The story Underground tells is familiar enough. Outside the lush white walls of the Macon plantation, men, women, and children toil in the Georgia summer steam, forced to carry King Cotton on their beaten backs. The slaves “owned” by Tom Macon live as best they can, which proves to be a burden all its own. All the while, they chase murmurs of the Underground Railroad, a secret way north that might as well be a myth, given their unlucky lot. “If God’s picked a side,” one character says bitingly, “It ain’t ours.”
The first we meet among them is Noah, rakish and charming and played by Leverage regular Aldis Hodge. Abducted by slave catchers after “getting lost” on an errand, Noah finds what he’s told is the map to freedom, carved into the wall of the jailhouse. Finding somebody to read it to him, though, means involving others in the escape. Before long, Noah is putting together a crack team and a master plan, with one goal in mind: run.
If that all makes the opening episodes of Underground sound like Ocean’s 1857, don’t feel weird. Heist story staples come through clear, from the characters introduced through cutaway flashbacks during the “recruitment” segment to gripping bits of suspense as the slaves hide their progress from the folks in the Big House. It’s just that, in this case, the team doing the stealing is at the same time being stolen. The series comes courtesy of writers Misha Green (Helix and Sons of Anarchy) and Joe Pokaski (Heroes), whose hip action pedigrees collide with the magic touch of producer John Legend to create a tone that’s nothing if not pretty cool.
That’s a pretty big mental gap to bridge, considering Underground is, again, set against American slavery, which is by no hard argument one of the least cool things imaginable. Great pains are taken to impart a cool vibe, though, from throwing daggers and Kanye West’s “Black Skinhead.” In ways, it all almost feels insensitive. Regardless, there’s a scene in which house slave Rosalee (Jurnee Smolett-Bell) guesses at the poetry of the tattoos on Noah’s whip-scarred back. It’s about owning your own story, she says. You might say the series is doing the same.
In fact, Underground runs a bigger risk in its grasps at gray areas, both in terms of character and morality, than in its tricks of tone. Mr. Cato (Alano Miller) is a rare success here. His comparatively cozy relationship with Macon rightly earns him the ire of the other slaves, whom he denigrates as nastily as any white person in the time period would. Cato is a “you bastard” kind of villain, the kind you hate too much even to love to hate him. Watching Miller wrestle with the power Cato is given is fascinating, and the mysterious burn scars shrouding his face (and his past) are a priceless finishing touch.
But while any society premised on the ownership of one person by another will have its moral ambiguities, Underground bloodies its own nose trying to wrestle all of them. At the periphery of the slaves’ storyline is a supporting slew of white folks, each one complicating the series in unpleasant ways. There’s Christopher Meloni as the taciturn “slave hunter” who longs to bond with his young son when he’s not out brutalizing runaways. There’s an altruistic Yankee couple, played by Jessica De Gouw and Marc Blucas, who add their home to the Underground Railroad only to have it go sideways with some appalling Funny Games antics at the hands of one of the “bad” escapees passing through with the others.

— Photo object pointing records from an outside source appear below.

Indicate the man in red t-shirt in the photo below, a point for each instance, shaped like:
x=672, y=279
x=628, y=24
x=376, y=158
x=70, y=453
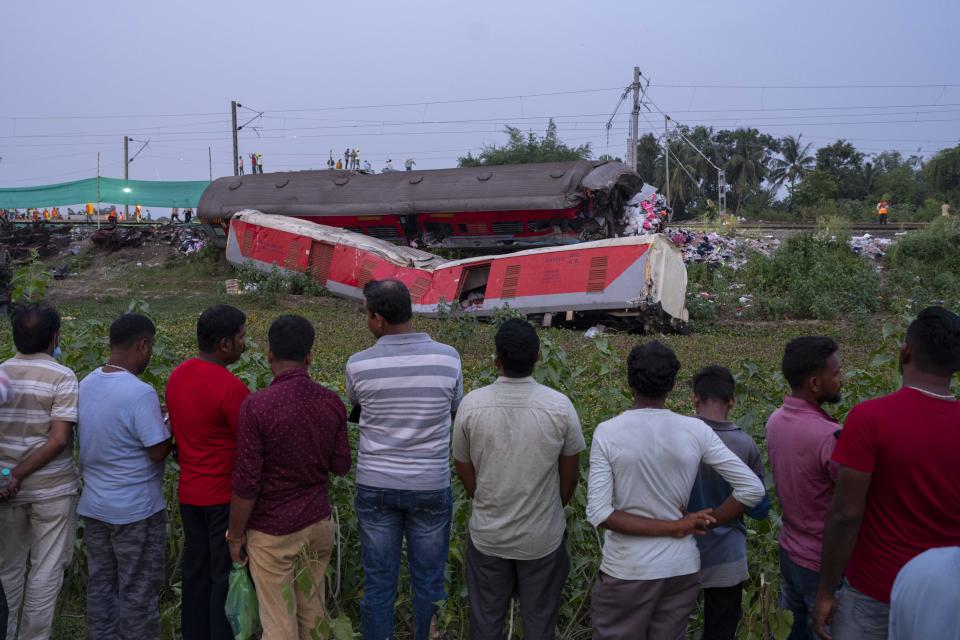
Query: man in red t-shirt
x=898, y=485
x=204, y=400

Even Macon, who’s having an affair with one of his slaves, for some reason gets to make a racy scene of it, dousing his body – and his lover’s – in wine and soft cellar light. Maybe she’s doing everything she has to in order to survive Macon’s violent authority. But that would make the sensual music all the more unsettling.
Touches like these, the ones Underground hopes will carry it upward, are instead the ones tying it down. With a subject this sensitive, those misfires are so much riskier. Against all convention, Underground could even be flashier. A tighter vision, though, is what will make its flash burn brighter.